As the mom of a large family (I have 8 kids!), I spend a lot of time pushing grocery carts. When I ran into a friend at the store recently, she asked how my semester teaching Elementary Math Methods was going. I beamed while telling her how much I love teaching teachers how to teach math. She listened politely but bristled, “I was never any good at math, and when my kids need help with their math homework, I just about pull my hair out.” She continued for several minutes detailing the horrors of sitting across the kitchen table from a struggling child and feeling like a struggling parent. I offered a few words of encouragement, but the conversation left me wondering: Could other parents feel as frustrated and confused?
Curious, I asked my social media friends to share their experiences helping their children with math homework. I got dozens of responses—almost all negative—such as:
• Today I reviewed one of my son’s math tests and literally felt my right eye twitching and my heart racing. Anxiety does not begin to describe it!
• I freaking hate math!
• I am not exaggerating when I say that my brain shuts off where math homework is involved. Right now, my twin girls are only in kindergarten, so I can handle helping them, but I am horrified to think that I will have to assist in stuff I don’t understand. Guess I better save my money for a tutor.
Wow, I didn’t realize that so many of my friends have what Dr. Carol Dweck would call a fixed mindset about math. A mindset, according to Dweck (2006), is a self-perception people hold about malleability and their brain’s ability to grow and build intelligence. Putting the academic mumbo jumbo aside, a mindset is what you think about your thinking—if you believe you can improve your thinking and make it better. Simply put, a person may hold either a growth or a fixed mindset, believing they are “intelligent” or “unintelligent,” “good at math” or “bad at math.”
But why does this matter? Aren’t we all just born good or bad at math? Nope. Research from Dweck and others (e.g., Boaler 2013; Yeager and Dweck 2012) shows that what we believe about our mathematics potential profoundly affects what we learn. If we have a math-positive mindset, we believe that hard work and effort, not natural talent alone, are what lead to mathematics achievement. We believe that struggling in math is a good thing, because struggling means we are trying to understand, not just trying to get by. We believe that mistakes in math create real space for learning and growing the brain.

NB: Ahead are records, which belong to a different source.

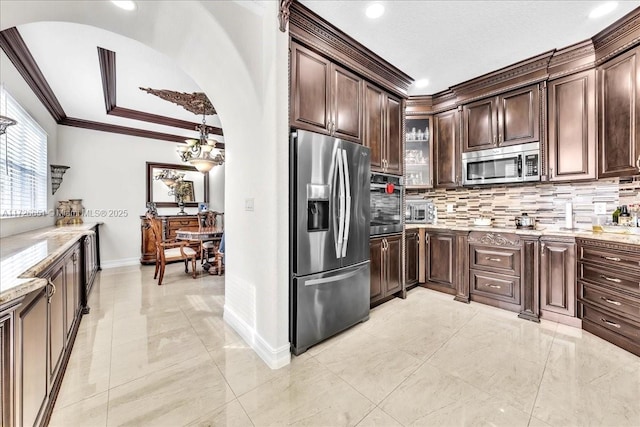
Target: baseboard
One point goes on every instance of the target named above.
(275, 358)
(123, 262)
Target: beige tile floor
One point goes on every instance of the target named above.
(162, 356)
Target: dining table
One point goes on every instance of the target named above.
(203, 234)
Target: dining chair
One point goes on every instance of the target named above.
(169, 250)
(209, 219)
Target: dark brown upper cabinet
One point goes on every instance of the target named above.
(383, 130)
(572, 127)
(325, 97)
(446, 143)
(508, 119)
(619, 115)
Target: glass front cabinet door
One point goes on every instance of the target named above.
(418, 152)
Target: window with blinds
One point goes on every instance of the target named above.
(23, 163)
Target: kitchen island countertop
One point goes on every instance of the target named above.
(26, 255)
(632, 238)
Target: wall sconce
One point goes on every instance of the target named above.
(56, 176)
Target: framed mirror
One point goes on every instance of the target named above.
(158, 191)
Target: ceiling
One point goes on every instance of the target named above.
(447, 42)
(67, 55)
(450, 42)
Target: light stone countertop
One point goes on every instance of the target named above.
(26, 255)
(633, 237)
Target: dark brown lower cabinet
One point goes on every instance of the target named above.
(608, 292)
(446, 263)
(386, 267)
(7, 374)
(412, 244)
(31, 359)
(36, 337)
(557, 278)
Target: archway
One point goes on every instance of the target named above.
(237, 56)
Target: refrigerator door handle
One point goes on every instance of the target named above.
(347, 218)
(338, 277)
(334, 174)
(341, 204)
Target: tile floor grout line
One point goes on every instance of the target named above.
(533, 408)
(106, 423)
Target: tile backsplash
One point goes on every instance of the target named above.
(545, 202)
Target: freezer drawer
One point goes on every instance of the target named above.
(324, 304)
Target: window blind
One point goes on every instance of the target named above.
(23, 163)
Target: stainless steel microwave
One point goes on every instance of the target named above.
(515, 163)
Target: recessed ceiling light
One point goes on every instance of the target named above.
(375, 10)
(126, 4)
(422, 83)
(603, 9)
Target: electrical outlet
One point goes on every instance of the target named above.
(599, 208)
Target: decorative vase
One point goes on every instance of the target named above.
(76, 210)
(64, 208)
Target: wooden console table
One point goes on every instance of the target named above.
(170, 224)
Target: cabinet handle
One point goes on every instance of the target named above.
(610, 279)
(610, 301)
(610, 323)
(51, 290)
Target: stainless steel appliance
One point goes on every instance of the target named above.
(515, 163)
(330, 273)
(420, 211)
(386, 204)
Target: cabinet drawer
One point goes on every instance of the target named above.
(504, 288)
(610, 278)
(610, 322)
(506, 261)
(610, 258)
(611, 300)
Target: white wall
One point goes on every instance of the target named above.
(236, 54)
(108, 172)
(18, 88)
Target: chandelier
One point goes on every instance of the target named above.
(201, 153)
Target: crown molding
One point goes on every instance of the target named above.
(314, 32)
(107, 61)
(17, 51)
(617, 37)
(123, 130)
(572, 59)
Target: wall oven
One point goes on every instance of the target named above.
(515, 163)
(386, 204)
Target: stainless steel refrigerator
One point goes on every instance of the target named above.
(330, 273)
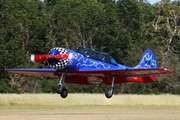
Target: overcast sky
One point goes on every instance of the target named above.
(153, 1)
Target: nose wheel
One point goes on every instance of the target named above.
(60, 89)
(109, 92)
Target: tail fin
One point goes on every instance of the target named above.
(148, 60)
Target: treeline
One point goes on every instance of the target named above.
(122, 28)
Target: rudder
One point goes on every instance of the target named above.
(148, 60)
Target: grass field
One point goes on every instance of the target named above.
(89, 106)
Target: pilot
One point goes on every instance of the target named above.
(86, 54)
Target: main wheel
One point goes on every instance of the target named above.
(109, 92)
(59, 88)
(64, 93)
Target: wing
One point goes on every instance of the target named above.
(48, 72)
(130, 72)
(71, 77)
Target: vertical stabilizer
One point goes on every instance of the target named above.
(148, 60)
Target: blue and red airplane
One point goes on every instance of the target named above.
(83, 64)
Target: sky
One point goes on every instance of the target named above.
(153, 1)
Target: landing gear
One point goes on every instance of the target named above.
(109, 91)
(60, 89)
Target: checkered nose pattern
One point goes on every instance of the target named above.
(59, 59)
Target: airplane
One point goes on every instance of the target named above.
(82, 64)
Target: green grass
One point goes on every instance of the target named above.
(89, 106)
(88, 99)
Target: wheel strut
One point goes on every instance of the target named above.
(109, 91)
(60, 89)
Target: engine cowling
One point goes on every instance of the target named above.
(57, 58)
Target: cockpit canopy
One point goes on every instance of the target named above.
(95, 54)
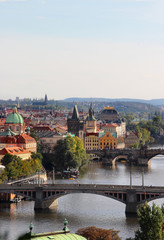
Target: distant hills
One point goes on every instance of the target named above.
(155, 102)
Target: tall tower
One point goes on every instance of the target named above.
(75, 125)
(91, 121)
(46, 100)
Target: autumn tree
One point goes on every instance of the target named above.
(69, 152)
(94, 233)
(151, 222)
(15, 167)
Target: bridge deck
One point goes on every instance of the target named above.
(97, 187)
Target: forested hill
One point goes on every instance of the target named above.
(156, 102)
(124, 107)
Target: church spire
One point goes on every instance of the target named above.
(75, 114)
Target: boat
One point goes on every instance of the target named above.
(15, 200)
(71, 178)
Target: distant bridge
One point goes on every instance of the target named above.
(140, 157)
(46, 196)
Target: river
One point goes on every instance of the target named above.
(82, 210)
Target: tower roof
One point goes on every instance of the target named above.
(91, 114)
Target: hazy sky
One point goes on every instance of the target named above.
(82, 48)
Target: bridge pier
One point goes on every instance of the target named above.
(131, 202)
(142, 162)
(41, 203)
(107, 162)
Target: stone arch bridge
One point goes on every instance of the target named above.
(46, 196)
(140, 157)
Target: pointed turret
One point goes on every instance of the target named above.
(75, 114)
(46, 100)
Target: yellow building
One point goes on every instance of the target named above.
(107, 141)
(91, 123)
(92, 141)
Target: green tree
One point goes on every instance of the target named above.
(15, 167)
(150, 221)
(94, 233)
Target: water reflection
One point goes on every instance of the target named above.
(83, 210)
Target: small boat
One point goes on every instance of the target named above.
(15, 200)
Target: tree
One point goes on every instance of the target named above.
(150, 221)
(15, 167)
(69, 152)
(94, 233)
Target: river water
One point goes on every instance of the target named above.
(82, 210)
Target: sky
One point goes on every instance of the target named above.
(81, 48)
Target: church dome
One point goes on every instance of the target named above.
(109, 110)
(14, 118)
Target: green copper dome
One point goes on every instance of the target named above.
(14, 117)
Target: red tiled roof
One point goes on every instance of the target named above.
(24, 138)
(13, 151)
(92, 134)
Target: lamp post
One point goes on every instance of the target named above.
(142, 177)
(53, 175)
(130, 176)
(39, 178)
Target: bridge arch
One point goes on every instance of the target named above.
(29, 195)
(121, 197)
(155, 155)
(120, 157)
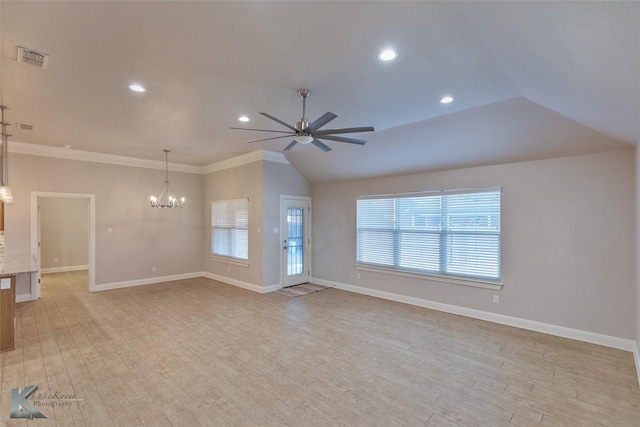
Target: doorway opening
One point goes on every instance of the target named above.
(47, 198)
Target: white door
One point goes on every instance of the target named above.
(296, 240)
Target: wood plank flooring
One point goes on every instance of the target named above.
(201, 353)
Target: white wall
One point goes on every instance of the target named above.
(64, 233)
(170, 239)
(568, 246)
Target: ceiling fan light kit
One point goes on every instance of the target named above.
(309, 133)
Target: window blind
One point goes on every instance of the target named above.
(454, 233)
(230, 228)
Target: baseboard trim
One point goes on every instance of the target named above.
(63, 269)
(561, 331)
(147, 281)
(239, 283)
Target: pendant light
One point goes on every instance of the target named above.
(5, 191)
(166, 199)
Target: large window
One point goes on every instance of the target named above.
(451, 233)
(230, 228)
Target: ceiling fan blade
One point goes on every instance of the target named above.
(320, 145)
(290, 146)
(269, 139)
(343, 139)
(266, 130)
(345, 130)
(275, 119)
(326, 118)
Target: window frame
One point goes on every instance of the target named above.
(437, 251)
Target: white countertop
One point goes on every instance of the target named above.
(16, 264)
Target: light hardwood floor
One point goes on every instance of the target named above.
(199, 352)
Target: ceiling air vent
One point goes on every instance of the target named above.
(32, 57)
(23, 126)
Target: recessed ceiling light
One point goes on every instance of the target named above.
(137, 88)
(387, 55)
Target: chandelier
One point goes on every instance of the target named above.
(166, 199)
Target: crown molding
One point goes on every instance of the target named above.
(243, 159)
(89, 156)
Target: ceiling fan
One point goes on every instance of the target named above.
(305, 132)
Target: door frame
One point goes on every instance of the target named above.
(35, 236)
(283, 235)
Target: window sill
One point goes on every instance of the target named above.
(476, 283)
(228, 260)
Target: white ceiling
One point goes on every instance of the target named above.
(532, 80)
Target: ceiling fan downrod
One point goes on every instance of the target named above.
(303, 123)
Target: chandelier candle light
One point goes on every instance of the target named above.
(166, 199)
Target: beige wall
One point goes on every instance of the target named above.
(234, 183)
(637, 252)
(170, 239)
(64, 232)
(262, 182)
(568, 246)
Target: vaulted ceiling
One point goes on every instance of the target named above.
(531, 80)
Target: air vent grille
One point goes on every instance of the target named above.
(32, 57)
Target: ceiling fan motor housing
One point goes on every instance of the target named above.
(302, 125)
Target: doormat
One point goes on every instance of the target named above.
(299, 290)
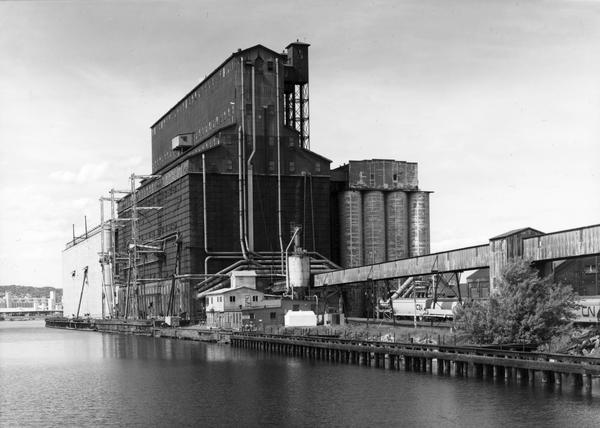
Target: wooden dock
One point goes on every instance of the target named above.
(445, 360)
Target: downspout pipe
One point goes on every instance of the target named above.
(287, 273)
(250, 168)
(205, 218)
(243, 169)
(279, 227)
(241, 194)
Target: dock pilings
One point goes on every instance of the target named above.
(468, 362)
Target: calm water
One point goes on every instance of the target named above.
(52, 377)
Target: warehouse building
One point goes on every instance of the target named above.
(234, 185)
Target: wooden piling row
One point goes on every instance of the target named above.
(453, 361)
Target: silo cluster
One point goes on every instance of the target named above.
(382, 220)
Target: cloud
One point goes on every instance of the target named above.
(87, 173)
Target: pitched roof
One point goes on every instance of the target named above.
(234, 54)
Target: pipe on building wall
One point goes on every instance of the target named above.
(240, 194)
(251, 168)
(279, 222)
(244, 183)
(212, 254)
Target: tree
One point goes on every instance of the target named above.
(526, 308)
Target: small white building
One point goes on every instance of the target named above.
(224, 307)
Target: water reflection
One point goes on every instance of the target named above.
(92, 379)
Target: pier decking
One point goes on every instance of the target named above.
(445, 360)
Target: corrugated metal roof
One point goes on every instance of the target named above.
(515, 232)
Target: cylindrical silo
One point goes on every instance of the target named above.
(396, 224)
(374, 227)
(418, 223)
(351, 241)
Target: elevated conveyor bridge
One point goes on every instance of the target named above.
(526, 243)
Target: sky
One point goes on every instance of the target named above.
(498, 101)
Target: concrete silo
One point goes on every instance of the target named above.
(418, 223)
(374, 226)
(396, 222)
(351, 228)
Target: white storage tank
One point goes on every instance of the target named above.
(299, 270)
(300, 319)
(396, 206)
(351, 233)
(374, 227)
(418, 223)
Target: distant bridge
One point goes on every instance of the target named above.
(27, 312)
(527, 243)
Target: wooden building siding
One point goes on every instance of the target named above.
(562, 245)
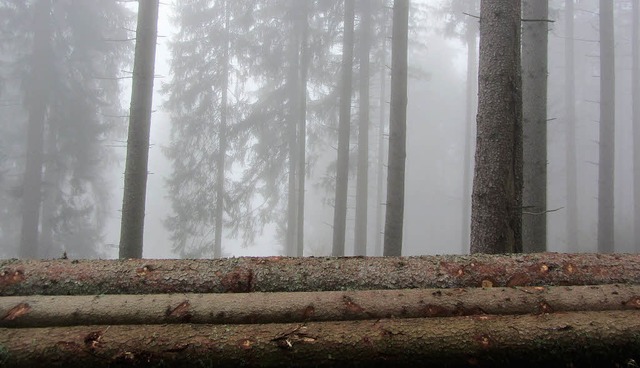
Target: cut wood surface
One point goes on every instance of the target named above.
(599, 339)
(74, 277)
(45, 311)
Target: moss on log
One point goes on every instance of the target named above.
(72, 277)
(281, 307)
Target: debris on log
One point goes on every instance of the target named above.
(278, 274)
(563, 339)
(283, 307)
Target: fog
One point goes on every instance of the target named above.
(436, 131)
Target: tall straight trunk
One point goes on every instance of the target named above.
(472, 86)
(635, 112)
(379, 231)
(36, 106)
(394, 219)
(362, 179)
(135, 175)
(534, 116)
(570, 121)
(497, 186)
(292, 126)
(607, 129)
(302, 124)
(222, 139)
(344, 127)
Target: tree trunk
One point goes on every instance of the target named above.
(471, 100)
(135, 175)
(394, 219)
(607, 130)
(570, 121)
(72, 277)
(344, 127)
(251, 308)
(379, 230)
(302, 123)
(496, 219)
(635, 106)
(572, 339)
(534, 97)
(362, 178)
(222, 140)
(38, 88)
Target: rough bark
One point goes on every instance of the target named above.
(534, 125)
(222, 140)
(471, 97)
(302, 123)
(70, 277)
(135, 175)
(293, 80)
(394, 219)
(496, 214)
(635, 106)
(607, 130)
(344, 130)
(36, 106)
(567, 339)
(49, 311)
(362, 177)
(382, 118)
(570, 137)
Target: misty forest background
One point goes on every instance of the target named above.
(83, 71)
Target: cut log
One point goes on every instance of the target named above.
(67, 277)
(45, 311)
(561, 339)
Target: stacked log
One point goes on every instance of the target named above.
(479, 310)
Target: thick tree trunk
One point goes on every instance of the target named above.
(39, 84)
(607, 130)
(534, 137)
(471, 103)
(344, 128)
(362, 178)
(497, 187)
(570, 121)
(394, 219)
(135, 175)
(50, 311)
(575, 339)
(71, 277)
(635, 106)
(222, 140)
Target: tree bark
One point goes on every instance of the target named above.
(607, 130)
(222, 139)
(534, 97)
(50, 311)
(635, 106)
(302, 123)
(36, 101)
(344, 128)
(135, 175)
(71, 277)
(576, 339)
(394, 219)
(362, 177)
(471, 100)
(496, 218)
(570, 121)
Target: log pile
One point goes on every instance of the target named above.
(481, 310)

My blog is dedicated to helping teachers, parents, caregivers, school leaders, and kids develop math-positive mindsets. So, come along on our adventure from math-panicked to math-positive! You're part of the journey!
I'll share teaching tips that keep elementary math joyful, the latest research about learning mathematics with understanding, homework survival suggestions, and much more. Plus, you'll hear stories about my kids--all 8 of 'em (and my beautiful daughter-in-law)! Welcome!